Systematic Biology Olivier Gascuel, Mike Steel



Reconstructing ancestral characters and traits along a phylogenetic tree is central to evolutionary biology. It is the key to understanding morphology changes among species, inferring ancestral biochemical properties of life, or recovering migration routes in phylogeography. The goal is twofold: to reconstruct the character state at the tree root (e.g. the region of origin of some species), and to understand the process of state changes along the tree (e.g. species flow between countries). We deal here with discrete characters, which are ‘unique’, as opposed to sequence characters (nucleotides or amino-acids), where we assume the same model for all the characters (or for large classes of characters with site-dependent models) and thus benefit from multiple information sources. In this framework, we use mathematics and simulations to demonstrate that although each goal can be achieved with high accuracy individually, it is generally impossible to accurately estimate both the root state and the rates of state changes along the tree branches, from the observed data at the tips of the tree.
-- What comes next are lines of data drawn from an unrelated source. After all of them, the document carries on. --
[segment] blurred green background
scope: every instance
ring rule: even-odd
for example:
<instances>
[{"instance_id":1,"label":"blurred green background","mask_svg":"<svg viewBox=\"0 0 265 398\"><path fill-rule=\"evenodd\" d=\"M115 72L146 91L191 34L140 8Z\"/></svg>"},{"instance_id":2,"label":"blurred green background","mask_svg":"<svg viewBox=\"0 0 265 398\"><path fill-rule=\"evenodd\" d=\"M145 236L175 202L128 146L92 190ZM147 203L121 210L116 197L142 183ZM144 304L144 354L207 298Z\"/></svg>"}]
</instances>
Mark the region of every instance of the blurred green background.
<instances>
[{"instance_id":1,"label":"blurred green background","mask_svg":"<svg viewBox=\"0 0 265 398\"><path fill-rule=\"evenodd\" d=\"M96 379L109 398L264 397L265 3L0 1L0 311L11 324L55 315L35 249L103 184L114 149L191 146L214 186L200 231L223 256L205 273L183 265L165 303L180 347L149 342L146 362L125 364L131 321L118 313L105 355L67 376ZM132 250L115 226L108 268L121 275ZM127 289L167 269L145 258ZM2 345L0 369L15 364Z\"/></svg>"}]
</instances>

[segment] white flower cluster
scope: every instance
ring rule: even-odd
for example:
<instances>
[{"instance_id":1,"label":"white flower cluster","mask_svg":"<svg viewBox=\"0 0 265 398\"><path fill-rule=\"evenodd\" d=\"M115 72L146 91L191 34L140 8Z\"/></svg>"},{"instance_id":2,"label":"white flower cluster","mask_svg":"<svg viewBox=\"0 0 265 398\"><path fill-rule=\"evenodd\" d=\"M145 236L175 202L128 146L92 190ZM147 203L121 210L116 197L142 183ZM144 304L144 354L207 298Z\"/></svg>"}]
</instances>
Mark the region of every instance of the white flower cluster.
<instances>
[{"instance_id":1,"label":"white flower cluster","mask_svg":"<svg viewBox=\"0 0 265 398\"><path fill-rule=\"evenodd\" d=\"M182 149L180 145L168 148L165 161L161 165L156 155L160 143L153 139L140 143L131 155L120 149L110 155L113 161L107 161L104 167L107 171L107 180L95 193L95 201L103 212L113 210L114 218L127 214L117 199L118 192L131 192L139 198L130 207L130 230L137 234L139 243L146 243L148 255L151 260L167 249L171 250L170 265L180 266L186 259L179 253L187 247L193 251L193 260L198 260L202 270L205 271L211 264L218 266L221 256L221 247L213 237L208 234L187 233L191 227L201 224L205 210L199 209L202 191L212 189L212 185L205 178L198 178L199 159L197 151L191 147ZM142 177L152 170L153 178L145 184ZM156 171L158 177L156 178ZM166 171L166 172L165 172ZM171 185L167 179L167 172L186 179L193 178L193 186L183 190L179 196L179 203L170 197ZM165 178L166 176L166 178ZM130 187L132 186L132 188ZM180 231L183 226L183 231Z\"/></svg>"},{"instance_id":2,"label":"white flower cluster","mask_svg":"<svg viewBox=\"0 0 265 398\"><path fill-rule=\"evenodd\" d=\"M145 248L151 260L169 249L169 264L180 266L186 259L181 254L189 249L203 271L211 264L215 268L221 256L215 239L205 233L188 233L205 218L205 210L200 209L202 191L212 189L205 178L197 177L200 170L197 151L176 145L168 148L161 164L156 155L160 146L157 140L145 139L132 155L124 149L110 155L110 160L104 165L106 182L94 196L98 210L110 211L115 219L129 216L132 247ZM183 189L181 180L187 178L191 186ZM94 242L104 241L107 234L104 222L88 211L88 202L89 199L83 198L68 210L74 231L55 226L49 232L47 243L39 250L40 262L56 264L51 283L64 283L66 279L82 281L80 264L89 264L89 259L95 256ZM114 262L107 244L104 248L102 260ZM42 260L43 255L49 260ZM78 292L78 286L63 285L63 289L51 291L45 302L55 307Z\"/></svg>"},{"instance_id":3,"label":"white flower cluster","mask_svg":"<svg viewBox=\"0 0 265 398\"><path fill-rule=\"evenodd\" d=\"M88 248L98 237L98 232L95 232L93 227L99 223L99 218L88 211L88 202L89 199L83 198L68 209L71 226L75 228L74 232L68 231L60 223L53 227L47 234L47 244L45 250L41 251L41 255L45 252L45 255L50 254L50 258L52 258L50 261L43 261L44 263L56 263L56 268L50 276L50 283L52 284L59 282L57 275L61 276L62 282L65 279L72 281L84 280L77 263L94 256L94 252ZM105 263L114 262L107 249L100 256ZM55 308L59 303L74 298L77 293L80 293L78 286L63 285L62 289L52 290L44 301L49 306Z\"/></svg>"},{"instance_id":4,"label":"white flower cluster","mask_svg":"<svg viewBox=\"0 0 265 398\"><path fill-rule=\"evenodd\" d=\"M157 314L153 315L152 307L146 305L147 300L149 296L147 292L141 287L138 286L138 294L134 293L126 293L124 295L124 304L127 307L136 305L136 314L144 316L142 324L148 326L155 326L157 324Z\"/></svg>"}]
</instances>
This is because the global rates of state changes along the branches that are optimal for the two estimation tasks have opposite trends, leading to a fundamental trade-off in accuracy. This inherent ‘Darwinian uncertainty principle’ concerning the simultaneous estimation of ‘patterns’ and ‘processes’ governs ancestral reconstructions in biology. For certain tree shapes (typically speciation trees) the uncertainty of simultaneous estimation is reduced when more tips are present, however, for other tree shapes it does not (e.g. coalescent trees used in population genetics).